What did Russia know, and when did it know it, about the two brothers who launched a terrorist attack on the Boston Marathon a year ago? As the anniversary date approaches, a new report from the Inspector General of the Intelligence Community largely lets the FBI off the hook for not identifying Tamerlan Tsarnaev as a domestic threat. Instead, the IG finds that Russia withheld critical information from the US about Tsarnaev’s activities, including a phone call recording in which the older brother discussed Islamic jihad … with his mother, as the New York Times reports:
Russian officials had told the F.B.I. in 2011 that the suspect, Tamerlan Tsarnaev, “was a follower of radical Islam and a strong believer” and that Mr. Tsarnaev “had changed drastically since 2010 as he prepared to leave the United States for travel to the country’s region to join unspecified underground groups.”

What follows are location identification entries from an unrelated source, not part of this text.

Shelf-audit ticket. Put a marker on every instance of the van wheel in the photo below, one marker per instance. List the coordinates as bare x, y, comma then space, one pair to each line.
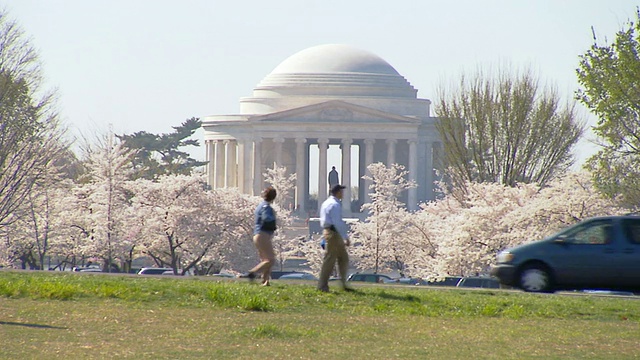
535, 278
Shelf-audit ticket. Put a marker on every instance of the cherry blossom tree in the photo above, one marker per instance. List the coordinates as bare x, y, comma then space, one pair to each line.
461, 235
103, 199
284, 245
379, 242
183, 226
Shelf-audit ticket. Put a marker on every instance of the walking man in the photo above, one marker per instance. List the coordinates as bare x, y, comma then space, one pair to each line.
334, 179
335, 232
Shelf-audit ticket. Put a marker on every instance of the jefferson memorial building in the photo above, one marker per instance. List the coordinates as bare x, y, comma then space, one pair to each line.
322, 96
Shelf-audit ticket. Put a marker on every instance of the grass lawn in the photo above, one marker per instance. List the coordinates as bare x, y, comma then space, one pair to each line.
93, 316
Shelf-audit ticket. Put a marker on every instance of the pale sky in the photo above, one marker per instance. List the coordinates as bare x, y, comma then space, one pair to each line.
151, 64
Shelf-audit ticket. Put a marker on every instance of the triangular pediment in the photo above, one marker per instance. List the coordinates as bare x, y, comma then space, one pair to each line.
334, 111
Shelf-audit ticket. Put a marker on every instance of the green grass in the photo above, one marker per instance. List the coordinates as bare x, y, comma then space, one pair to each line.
92, 316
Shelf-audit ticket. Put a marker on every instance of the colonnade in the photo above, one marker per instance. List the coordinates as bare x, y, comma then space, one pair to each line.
241, 162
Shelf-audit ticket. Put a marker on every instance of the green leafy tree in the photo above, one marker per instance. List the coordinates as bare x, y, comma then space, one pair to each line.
609, 75
506, 129
159, 155
31, 137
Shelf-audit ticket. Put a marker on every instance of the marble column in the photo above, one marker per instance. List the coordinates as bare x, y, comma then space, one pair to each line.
244, 166
346, 177
257, 166
323, 146
413, 169
391, 151
368, 160
429, 178
211, 163
219, 164
278, 150
301, 181
231, 168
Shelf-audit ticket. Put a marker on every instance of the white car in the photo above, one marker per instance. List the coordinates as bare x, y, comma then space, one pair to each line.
298, 276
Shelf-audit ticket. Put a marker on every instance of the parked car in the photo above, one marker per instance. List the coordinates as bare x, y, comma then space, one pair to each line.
225, 275
445, 281
484, 282
154, 271
597, 253
373, 278
91, 268
407, 281
278, 274
298, 276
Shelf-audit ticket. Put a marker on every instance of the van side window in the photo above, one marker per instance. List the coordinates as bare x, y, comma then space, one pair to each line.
632, 230
596, 233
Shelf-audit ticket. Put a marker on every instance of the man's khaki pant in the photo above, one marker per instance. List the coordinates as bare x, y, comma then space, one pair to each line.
262, 241
335, 251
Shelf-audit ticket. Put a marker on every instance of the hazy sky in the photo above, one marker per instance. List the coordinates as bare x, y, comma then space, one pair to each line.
151, 64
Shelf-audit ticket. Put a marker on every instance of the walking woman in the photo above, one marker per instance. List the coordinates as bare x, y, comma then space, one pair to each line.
265, 226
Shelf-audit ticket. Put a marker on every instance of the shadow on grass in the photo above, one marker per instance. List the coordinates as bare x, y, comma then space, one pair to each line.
32, 325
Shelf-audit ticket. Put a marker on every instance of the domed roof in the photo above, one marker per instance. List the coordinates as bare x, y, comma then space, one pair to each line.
334, 70
334, 58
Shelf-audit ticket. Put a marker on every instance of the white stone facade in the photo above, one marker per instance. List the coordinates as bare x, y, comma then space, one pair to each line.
321, 96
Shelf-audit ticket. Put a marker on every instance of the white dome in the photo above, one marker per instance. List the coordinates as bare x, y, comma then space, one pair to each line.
334, 58
334, 70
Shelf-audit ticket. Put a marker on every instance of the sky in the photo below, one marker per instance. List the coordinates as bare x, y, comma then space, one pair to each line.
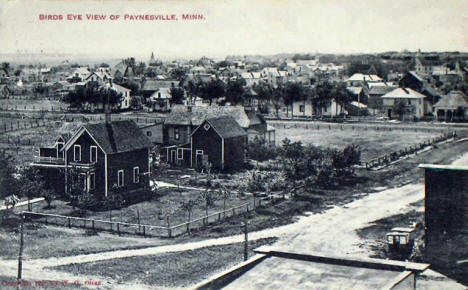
243, 27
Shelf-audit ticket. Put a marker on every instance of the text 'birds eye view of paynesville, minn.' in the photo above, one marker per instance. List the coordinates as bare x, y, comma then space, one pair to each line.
287, 171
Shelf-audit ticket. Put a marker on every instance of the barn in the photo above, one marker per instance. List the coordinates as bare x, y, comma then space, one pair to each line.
220, 141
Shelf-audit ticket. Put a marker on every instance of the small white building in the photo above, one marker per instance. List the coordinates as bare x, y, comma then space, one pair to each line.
413, 104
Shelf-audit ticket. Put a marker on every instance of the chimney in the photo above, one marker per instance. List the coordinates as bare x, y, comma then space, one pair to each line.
107, 114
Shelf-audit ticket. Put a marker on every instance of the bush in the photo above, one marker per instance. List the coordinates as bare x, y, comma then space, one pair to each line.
259, 150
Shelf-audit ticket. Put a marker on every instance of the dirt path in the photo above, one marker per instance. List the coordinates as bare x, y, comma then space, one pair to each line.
331, 232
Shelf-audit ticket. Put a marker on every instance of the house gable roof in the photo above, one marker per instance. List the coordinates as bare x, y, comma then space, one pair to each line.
454, 100
226, 127
404, 93
182, 115
114, 137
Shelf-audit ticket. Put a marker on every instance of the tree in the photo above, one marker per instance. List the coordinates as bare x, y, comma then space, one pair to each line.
31, 183
177, 95
178, 73
48, 195
264, 94
235, 91
259, 150
399, 109
7, 175
212, 90
188, 207
294, 92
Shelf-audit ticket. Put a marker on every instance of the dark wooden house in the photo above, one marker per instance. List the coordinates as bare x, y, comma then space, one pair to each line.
220, 141
110, 156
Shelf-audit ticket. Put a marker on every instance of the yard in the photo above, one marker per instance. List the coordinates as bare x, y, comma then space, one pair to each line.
373, 143
179, 269
32, 105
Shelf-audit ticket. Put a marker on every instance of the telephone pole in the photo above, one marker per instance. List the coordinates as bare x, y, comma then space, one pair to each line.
20, 256
246, 241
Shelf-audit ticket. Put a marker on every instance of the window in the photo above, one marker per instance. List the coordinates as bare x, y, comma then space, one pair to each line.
120, 178
136, 175
180, 154
92, 181
82, 180
77, 152
93, 154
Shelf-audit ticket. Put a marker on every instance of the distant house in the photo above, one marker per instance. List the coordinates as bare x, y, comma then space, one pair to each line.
375, 102
99, 76
332, 108
220, 141
453, 106
182, 120
303, 108
413, 104
359, 79
161, 99
79, 74
5, 91
149, 87
154, 133
110, 156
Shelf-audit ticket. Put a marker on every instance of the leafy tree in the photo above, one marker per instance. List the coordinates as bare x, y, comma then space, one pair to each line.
178, 73
259, 150
31, 183
177, 95
235, 91
7, 175
399, 109
48, 195
212, 90
140, 68
294, 92
264, 94
188, 206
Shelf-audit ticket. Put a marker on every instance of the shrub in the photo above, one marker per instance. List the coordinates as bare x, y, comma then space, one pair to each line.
259, 150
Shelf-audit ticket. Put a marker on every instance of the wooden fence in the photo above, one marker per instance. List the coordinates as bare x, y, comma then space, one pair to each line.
394, 156
20, 125
70, 117
360, 127
146, 229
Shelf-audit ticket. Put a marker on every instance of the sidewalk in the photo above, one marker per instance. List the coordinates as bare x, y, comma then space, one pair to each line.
23, 203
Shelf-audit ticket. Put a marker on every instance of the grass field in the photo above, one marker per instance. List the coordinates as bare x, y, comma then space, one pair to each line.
153, 212
32, 105
180, 269
372, 143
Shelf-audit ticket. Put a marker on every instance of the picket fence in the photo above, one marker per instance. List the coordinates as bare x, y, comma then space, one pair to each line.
148, 230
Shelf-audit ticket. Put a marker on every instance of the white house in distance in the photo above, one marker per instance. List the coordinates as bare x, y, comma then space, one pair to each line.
359, 79
454, 105
303, 108
414, 103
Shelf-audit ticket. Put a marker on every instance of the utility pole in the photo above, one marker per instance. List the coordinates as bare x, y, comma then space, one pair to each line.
20, 256
246, 241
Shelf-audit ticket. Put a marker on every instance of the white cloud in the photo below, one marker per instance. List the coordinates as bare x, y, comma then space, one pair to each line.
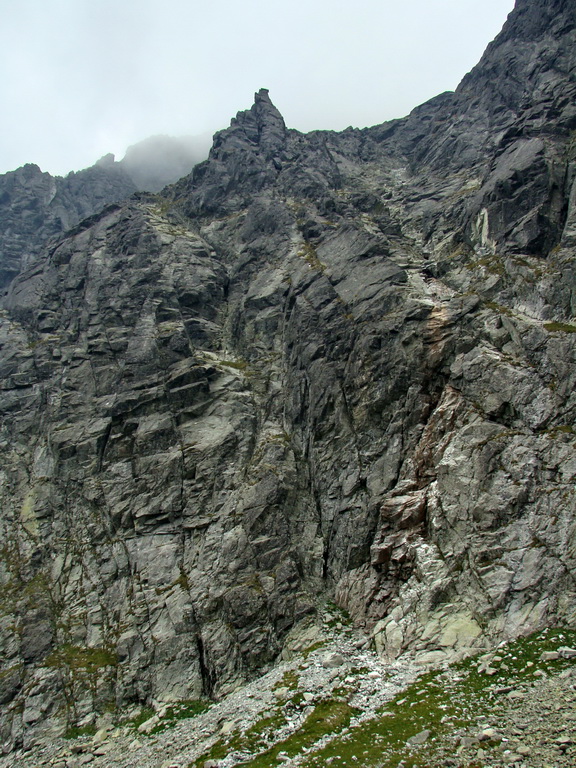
80, 78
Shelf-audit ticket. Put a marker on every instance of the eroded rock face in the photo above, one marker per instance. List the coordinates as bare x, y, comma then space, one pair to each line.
324, 364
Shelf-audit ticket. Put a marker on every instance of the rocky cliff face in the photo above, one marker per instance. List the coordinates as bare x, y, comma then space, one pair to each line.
35, 206
333, 364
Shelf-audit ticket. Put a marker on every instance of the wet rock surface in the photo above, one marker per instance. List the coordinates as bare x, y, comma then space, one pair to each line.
334, 364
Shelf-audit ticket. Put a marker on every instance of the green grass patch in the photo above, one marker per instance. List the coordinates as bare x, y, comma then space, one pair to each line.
254, 739
82, 658
440, 703
328, 717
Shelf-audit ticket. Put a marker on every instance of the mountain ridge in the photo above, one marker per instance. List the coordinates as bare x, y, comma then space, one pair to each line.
321, 365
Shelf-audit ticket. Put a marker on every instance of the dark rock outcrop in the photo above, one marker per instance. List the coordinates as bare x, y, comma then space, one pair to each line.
324, 364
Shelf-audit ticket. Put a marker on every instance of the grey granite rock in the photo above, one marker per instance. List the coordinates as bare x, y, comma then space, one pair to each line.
327, 365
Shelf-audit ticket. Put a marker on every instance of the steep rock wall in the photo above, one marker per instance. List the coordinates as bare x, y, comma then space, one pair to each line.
320, 365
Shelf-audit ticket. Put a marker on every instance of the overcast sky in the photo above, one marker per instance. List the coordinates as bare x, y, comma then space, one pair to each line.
81, 78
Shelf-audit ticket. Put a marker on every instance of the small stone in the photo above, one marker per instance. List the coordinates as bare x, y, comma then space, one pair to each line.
419, 738
549, 656
149, 724
228, 727
489, 734
515, 695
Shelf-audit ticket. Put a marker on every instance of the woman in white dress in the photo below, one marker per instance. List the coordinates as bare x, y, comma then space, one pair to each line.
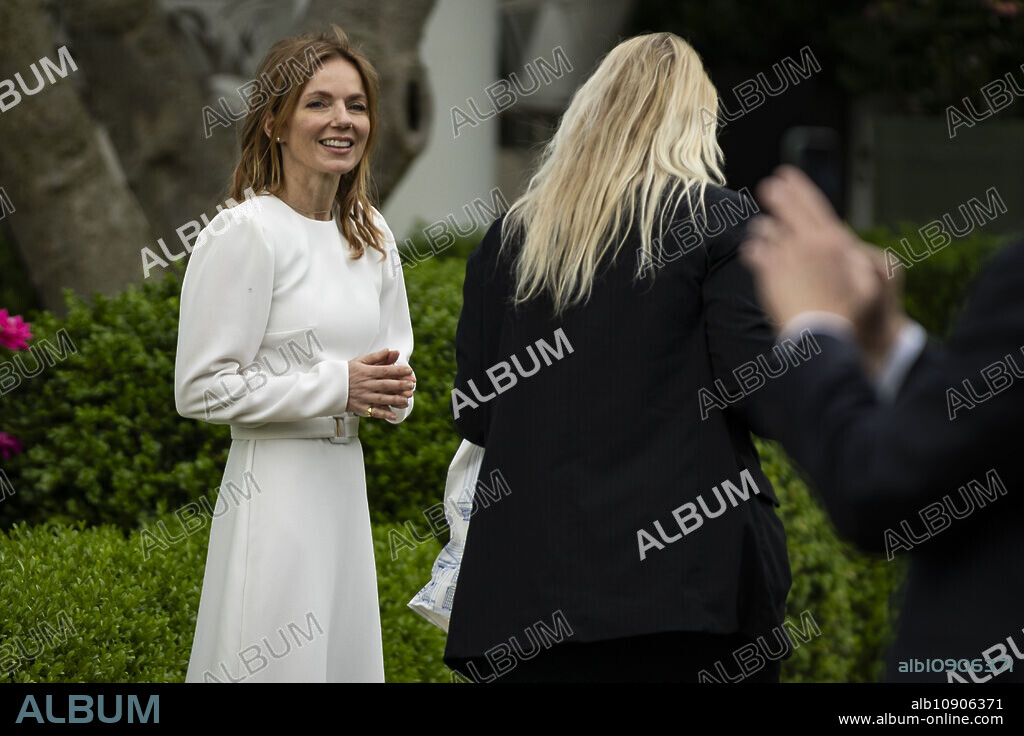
294, 328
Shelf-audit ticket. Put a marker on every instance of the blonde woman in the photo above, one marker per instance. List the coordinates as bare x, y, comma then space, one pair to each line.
605, 350
294, 329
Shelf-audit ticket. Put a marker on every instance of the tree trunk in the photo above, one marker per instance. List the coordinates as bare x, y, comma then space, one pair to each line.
77, 222
103, 162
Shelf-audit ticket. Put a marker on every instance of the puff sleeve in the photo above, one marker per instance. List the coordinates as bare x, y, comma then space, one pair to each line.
225, 304
395, 323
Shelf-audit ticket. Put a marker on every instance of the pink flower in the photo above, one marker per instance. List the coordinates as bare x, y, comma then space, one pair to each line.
8, 445
13, 332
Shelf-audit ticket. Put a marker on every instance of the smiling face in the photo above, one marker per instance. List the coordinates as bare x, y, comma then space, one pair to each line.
328, 132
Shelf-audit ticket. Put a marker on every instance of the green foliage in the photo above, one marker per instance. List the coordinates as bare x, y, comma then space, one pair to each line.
936, 288
846, 593
86, 604
104, 443
105, 446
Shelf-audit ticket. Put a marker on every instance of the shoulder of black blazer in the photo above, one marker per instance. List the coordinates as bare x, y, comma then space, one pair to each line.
875, 464
738, 332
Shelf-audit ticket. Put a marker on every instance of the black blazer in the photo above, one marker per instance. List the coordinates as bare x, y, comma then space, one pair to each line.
949, 472
608, 439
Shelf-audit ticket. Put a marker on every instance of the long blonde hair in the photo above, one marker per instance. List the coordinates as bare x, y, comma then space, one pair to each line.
260, 163
637, 136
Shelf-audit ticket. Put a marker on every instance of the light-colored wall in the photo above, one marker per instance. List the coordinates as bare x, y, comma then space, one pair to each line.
460, 49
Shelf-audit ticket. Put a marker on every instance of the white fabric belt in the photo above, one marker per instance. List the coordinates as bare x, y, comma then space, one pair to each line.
340, 430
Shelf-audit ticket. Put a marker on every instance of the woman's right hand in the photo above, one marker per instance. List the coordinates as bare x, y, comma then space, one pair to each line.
374, 381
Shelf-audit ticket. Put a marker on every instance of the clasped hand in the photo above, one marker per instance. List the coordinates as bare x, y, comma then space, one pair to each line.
375, 382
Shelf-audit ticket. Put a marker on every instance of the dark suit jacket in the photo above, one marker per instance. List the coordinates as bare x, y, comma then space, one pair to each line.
950, 473
608, 439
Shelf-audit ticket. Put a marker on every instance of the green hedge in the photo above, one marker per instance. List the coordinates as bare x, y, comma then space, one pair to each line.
103, 441
92, 606
105, 446
936, 288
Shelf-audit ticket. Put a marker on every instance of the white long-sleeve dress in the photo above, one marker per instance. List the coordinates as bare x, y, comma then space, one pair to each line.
272, 308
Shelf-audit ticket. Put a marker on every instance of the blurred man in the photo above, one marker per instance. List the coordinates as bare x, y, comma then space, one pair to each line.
913, 448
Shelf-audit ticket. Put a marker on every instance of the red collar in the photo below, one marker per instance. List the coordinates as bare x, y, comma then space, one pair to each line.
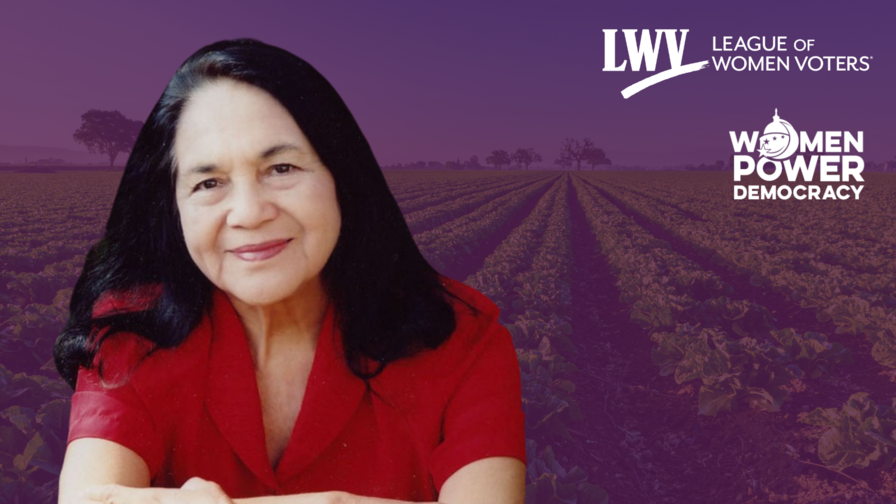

But after an initial investigation by the F.B.I., the Russians declined several requests for additional information about Mr. Tsarnaev, according to the report, a review of how intelligence and law enforcement agencies could have thwarted the bombing.
At the time, American law enforcement officials believed that Mr. Tsarnaev posed a far greater threat to Russia.
The new inspector general’s report found that it was only after the bombing occurred last April that the Russians shared with the F.B.I. the additional intelligence, including information from a telephone conversation the Russian authorities had intercepted between Mr. Tsarnaev and his mother in which they discussed Islamic jihad.
The IG concludes that the FBI did a proper investigation with the information they received, but they could have worked a little harder to expand their knowledge of the Tsarnaevs, too:
While the review largely exonerates the F.B.I., it does say that agents in the Boston area who investigated the Russian intelligence in 2011 could have conducted a few more interviews when they first examined the information.
Despite the elder Tsarnaev’s travels to Dagestan and his apparent connections to unrest in the region, neither the FBI nor the IG could find any evidence that Tsarnaev or his brother Dzokhar belonged to a terrorist organization. They acted on their own volition, it seems. Without the two Tsarnaevs connecting to a wider network for support in this attack, it’s doubtful that the FBI could have stopped it all by themselves, either.
That doesn’t mean that the FBI should be let off the hook entirely, though. One senior official called them “homegrown violent extremists,” but that’s not quite the case either. The months-long trip that Tamerlan took to Dagestan had to have played a significant role in his radicalization. If anything, the lesson from that information is that foreign-born American residents who stay for months in areas known for radical Islamist violence should come under more scrutiny than Tsarnaev did, regardless of how much information the governments of those regions share.
Lindsey Graham called this failure “a mistake” after the trip to Dagestan became public knowledge, saying, “It’s people like this that you don’t want to let out of your sight.” Hopefully we’ve learned that lesson now.